Is marching really worth It?

Walker marching band. (Photo: Bridget Coila, Wiki Commons)

When a senior at Cohen College Prep finishes their classes for the day, they then have three minutes to get to marching practice. And this isn’t a typical “marching band” that many may think of with just instruments and band members. This is a “marching unit,” which consist of drill team, cheerleaders, the band, and the flag team. All of these different groups come together to be one unit, and even though this looks like an ideal family, it is actually an extracurricular activity that can lead students away from their overall goals.

Throughout their years in high school, students are part of a lot of activities, but senior years is the most important year. College applications, standardized testing, intense school work, and outside jobs all come to a head at the end of high school. With all of this happening, marching can easily cut into all of these activities and distract the student.

In the marching unit, seniors have to stick to a very strict schedule. The marching practices last for about three hours, and these happen on a daily basis (with the exception for Friday). Yet, don’t be fooled, Friday nights are not free nights,; they are game nights, and Saturday often lends itself to another practice, so both the weekend and the week are dedicated to marching.

Games require marching members to arrive at 1:00 PM in order to prep, get ready, and practice before the game starts. Then, the unit performs throughout the game. But, when the game is over and the players all go home, it’s not over for the marching unit. With students being minors, there are many rules that are put on them. For instance, a member of the marching unit cannot leave the game when it is finished, they must return to school first. During that time, there is no talking to any outsiders, and even if the unit member lives blocks away from the stadium, they must ride the bus with the others and get picked up from the school.

As Jordyn Smith, a previous senior at Cohen and a captain of the dance team explains, “Nobody has time for this.” She says this with anger in her eyes as she further explains, “I just want to go home. I’m tired.” These words come after finishing a long night of dancing and cheering on the team for hours. This feeling of “we have no time,” is a feeling that many senior in the marching unit feel. That’s because as soon as they get home from a game or practice, they then have to return home to homework and college prep work. Plus, this is just regular nights and weekends. There is also the beloved and dreaded time in the spring — Mardi Gras.

During Mardi Gras, Cohen alone marches five parades back-to-back. This is in the rain, the cold, and at night. Other times, it is when it is hot and marching members are covered in long-sleeve shirts and sweating non-stop, but because there’s an audience, the show must go on. Mardi Gras nights usually end around 11:00 PM, sometimes moving into 12:00 AM, and then the next day, the students have to be at school as early as 8:00, ready to work (again!).
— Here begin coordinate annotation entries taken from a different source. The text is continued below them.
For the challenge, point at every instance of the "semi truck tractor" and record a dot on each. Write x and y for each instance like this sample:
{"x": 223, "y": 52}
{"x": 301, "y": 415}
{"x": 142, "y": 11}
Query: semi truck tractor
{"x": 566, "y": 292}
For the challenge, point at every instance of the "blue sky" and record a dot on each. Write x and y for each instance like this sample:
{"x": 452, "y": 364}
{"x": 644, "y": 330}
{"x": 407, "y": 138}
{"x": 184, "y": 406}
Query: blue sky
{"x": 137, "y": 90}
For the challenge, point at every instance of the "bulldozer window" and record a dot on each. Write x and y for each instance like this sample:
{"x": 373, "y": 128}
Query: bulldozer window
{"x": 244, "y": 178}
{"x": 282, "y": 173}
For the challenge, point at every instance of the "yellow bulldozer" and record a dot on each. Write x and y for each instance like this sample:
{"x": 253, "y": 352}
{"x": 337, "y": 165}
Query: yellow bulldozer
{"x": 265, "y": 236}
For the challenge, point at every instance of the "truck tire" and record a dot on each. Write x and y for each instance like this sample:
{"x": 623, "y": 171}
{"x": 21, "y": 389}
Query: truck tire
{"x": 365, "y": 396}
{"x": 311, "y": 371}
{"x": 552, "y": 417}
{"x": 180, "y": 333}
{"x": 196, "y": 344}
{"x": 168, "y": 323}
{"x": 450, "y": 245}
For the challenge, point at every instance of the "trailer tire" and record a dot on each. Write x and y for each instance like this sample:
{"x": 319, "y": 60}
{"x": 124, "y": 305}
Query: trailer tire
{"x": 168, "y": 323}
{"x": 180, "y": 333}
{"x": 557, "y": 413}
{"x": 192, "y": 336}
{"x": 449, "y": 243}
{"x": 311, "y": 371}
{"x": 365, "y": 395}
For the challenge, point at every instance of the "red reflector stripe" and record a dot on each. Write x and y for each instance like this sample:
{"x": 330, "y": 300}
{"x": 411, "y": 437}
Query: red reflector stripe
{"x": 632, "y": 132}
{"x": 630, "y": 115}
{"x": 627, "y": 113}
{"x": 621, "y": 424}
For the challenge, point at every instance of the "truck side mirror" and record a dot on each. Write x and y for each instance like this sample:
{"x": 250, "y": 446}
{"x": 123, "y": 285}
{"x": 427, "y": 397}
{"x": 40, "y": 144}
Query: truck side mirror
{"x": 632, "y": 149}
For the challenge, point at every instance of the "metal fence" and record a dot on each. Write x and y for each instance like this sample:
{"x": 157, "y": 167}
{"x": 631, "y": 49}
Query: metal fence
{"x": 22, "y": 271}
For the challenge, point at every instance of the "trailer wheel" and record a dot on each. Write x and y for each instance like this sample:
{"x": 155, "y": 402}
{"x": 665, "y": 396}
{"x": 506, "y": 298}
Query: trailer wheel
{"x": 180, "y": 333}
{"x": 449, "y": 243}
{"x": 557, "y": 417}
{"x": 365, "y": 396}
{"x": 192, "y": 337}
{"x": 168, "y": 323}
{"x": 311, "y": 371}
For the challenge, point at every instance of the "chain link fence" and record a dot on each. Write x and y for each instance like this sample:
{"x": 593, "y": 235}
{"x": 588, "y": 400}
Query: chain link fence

Nicole Young, the former executive director at Bard Early College, talks about the importance of time management when it comes to being a high school student, an early college student, and a student who participates in extracurricular activities. Although students may miss class for a good cause, they will fall behind, and this can jeopardize their futures.

So, with all of these complications, it could leave someone wondering why a student would even want to march. For one thing, a lot of these students have been marching their whole life, beginning band as young as five years old. On top of that, marching is a way to keep students on track, even though it is a lot of work. Quite often, it can even keep students out of trouble because when students join marching band, they learn discipline. They have to learn that there are consequences, such as squats, frog jumps, and running stairs for being late, dropping your stick, cursing or being disrespectful.

Beyond the discipline the marching unit instills, the students also get an opportunity to be leaders of their team. That means they get to learn about their team rather than just themselves. That unit is like a family for a lot of these students. If one person does something remarkable, it doesn’t count as much, but when the whole team looks good, it’s jaw dropping. Everyone is on beat, the band is loud, the flags are swinging, batons are twirling fast, the dancers are stomping, the cheerleaders are screaming, and the crowd is on their feet, trying to yell louder than the band.

Let’s be honest, though, no one is louder than the marching band.

But, it’s important not to forget that as beautiful as this loud, young, and vibrant family is, seniors have to take care of business because they can’t march forever. If they are not planning to be in a band in college, then they need to put their focus on getting into school and their grades being the best that they can be. Not to mention their mental health since all of these expectations can be stressful and even cause anxiety or depression.

So being in a marching unit can create memories for a lifetime, but it can also take away from what seniors really need to have on their mind — graduation and their future.


Rennell Clark is a Bard Early College and Cohen College Prep High School graduate.